Made of Verdeca (100%) fermented and aged in stainless . Although the very tip of Apulia is hot, this wine shows fresh acidity (from the Verdeca), pale straw color with a greenish glint, and is satisfying in the mouth, with notes of apple, lemon, and hints of tropical fruit. A good dry aperitivo but also brings to mind various vegetable dishes (the vegetable cookery in Apulia is excellent), seafood...
Made of pure Negroamaro, fermented and aged in stainless steel. Typical deep salmon pink color; aroma and flavor of red berries, tobacco-leaf, herbs, sandalwood and spices. Negroamaro rosato is one of Italy’s best pink wines when carefully made, and this is a great example (at a very fair price, too). Useful food wine with all kinds of different dishes.

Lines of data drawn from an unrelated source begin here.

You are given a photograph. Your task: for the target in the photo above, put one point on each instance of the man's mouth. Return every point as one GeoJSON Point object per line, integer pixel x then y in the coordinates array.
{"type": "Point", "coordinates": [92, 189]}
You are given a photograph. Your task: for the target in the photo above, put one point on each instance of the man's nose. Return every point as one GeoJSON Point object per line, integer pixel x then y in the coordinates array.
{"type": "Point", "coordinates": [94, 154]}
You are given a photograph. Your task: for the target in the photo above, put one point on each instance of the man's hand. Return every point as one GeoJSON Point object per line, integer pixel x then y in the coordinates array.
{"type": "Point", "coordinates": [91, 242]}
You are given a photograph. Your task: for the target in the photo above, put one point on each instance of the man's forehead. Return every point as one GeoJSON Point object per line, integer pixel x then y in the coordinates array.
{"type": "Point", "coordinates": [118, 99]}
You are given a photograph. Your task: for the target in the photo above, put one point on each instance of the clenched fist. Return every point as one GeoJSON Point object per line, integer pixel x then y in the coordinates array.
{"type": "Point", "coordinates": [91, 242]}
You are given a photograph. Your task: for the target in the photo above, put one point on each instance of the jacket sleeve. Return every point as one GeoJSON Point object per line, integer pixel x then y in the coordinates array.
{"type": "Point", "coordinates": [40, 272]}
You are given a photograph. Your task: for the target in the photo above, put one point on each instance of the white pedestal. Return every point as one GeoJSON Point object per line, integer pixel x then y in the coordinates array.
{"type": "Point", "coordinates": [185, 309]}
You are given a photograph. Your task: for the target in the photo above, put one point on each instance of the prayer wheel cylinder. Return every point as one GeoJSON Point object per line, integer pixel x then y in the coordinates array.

Made of pure Negroamaro, fermented and aged in stainless steel. Medium red in color.
Aromas and flavors of red fruits, tobacco leaf, sandalwood, very savory and open and appealing, delicious everyday red table-wine, medium weight, faint bitterness on the finish to balance the fruit. Perfect with pizza, anything tomato, many different pasta dishes...
(Santimedici means ‘sainted doctors,’ referring to the Saints Cosmas and Damian, two Syrian physicians who were martyred in the 3rd century AD and who are venerated in Depressa, the little town where Castel di Salve is located. Francesco writes that the locals say 'if you are sick, drink a glass of wine, the ‘Santi Medici’ will cure you.’)
Rosso 'Armecolo' (‘strawberry tree’ in English)
Made of 80% Negroamaro, with 20% Malvasia Nera di Lecce; this blend is very typical in southern Apulia, the Malvasia adding black fruit and a hint of olive notes to the Negroamaro. Originally, the vineyards for this wine were surrounded by 'Armecolo' or Strawberry trees, which is how the wine earned it's name.
Malvasia Nera ‘Lady Killer’
The name comes from an evening decades ago when Francesco’s father was having dinner with one of his tenants, a US Navy admiral and his wife, in the old Salve family house in Naples. The admiral’s wife ended up asleep on the couch after a few glasses, prompting the admiral to call the wine a ‘lady killer.’
The wine is fairly deep blackish red; warm, spicy, a cloak of lush black fruit, with notes of Mediterranean herbs and black olive. 100% Malvasia Nera di Lecce, stainless steel fermentation and aging.
* in this case the variety is technically called ‘Malvasia Nera di Lecce,’ Lecce being the nearest large town to Depressa, where Castel di Salve is found. Malvasia Nera di Lecce may be identical to Tempranillo, the famous Spanish variety (see Native Wine Grapes of Italy, by Ian d’Agata).